The Department of Labor made the investment news a month or so ago by making statements on two initiatives they are working through right now.
The initiatives are, in my opinion, very disturbing. One is the attempt to block retirement plans from offering ESG funds in their platforms. ESG stands for environmental, social and governance. These are funds that exclude funds that are bad for the environment, social issues and have below average governance practices. They also overweight companies that show good practices for the environment, social issues and have good governance of their corporation. The reason cited for not allowing ESG funds in platforms is that they can’t prove that they are going to do as well as funds that do bad things.
In the same month, the Labor Department announced it would allow retirement plans to invest in private equity funds. Private equity funds invest in startup businesses or other privately held businesses to give them much needed capital. They are known to produce huge profits for some, huge losses for others. They are considered very high risk and usually only allowed for investing by professional investors or “accredited investors” which is another word for someone who can afford to lose a lot of money.
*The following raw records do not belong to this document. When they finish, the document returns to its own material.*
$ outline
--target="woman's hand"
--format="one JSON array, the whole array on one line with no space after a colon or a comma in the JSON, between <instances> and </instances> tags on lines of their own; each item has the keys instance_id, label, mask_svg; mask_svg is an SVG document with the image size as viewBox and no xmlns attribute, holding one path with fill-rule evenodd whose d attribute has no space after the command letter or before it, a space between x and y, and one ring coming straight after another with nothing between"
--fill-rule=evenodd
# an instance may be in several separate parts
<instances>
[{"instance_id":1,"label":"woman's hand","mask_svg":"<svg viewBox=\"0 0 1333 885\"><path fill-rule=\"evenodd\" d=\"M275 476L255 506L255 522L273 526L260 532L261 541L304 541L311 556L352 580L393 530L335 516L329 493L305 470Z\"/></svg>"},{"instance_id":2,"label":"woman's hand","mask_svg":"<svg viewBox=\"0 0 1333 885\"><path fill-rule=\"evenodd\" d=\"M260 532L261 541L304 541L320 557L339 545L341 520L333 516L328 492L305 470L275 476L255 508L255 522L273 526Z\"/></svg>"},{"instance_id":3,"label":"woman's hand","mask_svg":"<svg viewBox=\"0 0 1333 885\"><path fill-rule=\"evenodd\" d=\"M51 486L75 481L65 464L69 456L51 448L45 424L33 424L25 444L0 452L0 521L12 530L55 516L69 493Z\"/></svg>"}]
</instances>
Now retirement plans can have them even though private equity firms certainly cannot prove that they can beat a basic S&P 500 Index.
There is nothing about these actions that make sense but I want to focus on one common denominator. Corporate America has decided that profit equals money. You may say that is obvious but it wasn’t always that way. It used to be that in order to obtain corporate status a company had to prove that they were needed and that their existence benefited their community. That isn’t true anymore. Profit has become simply, “How much money can I make.”
If you look up the word profit in the dictionary, the first definition as a noun is, “A valuable return.” The first definition as a verb is, “To be of service or advantage.” There is a movement to get back to the old days of judging the value of a company not only by the amount of money they make, but also the amount of good that they do. I think it is a great aspiration.
One of the Department of Labor’s jobs is to protect retirement plan participants. The owners of business are not allowed to do things that may benefit themselves over the participants in a plan. Such things as a bank buying their own CDs in their plan or a timber company having their retirement plan buy tracks of land at a big profit from their own company. You must do what is in the best interest of the participants.
The Department of Labor has decided that it is not in the best interest of participants to buy funds that are doing good things. You may not make as much money trying to save the world and make it a better place than you would by buying funds that don’t care. That is amazingly short-sighted in my view. I would agree that ESG funds shouldn’t be the only thing offered in a plan, but give participants the choice. They may view profit differently than the Department of Labor.
This issue illuminates the much bigger issue that money is the only thing that matters in corporate America. That sentiment is what caused the Great Depression and the Great Recession. Rampant greed has never been a successful long-term strategy. It is time to get our priorities right. Profit = to be of service. Be careful out there.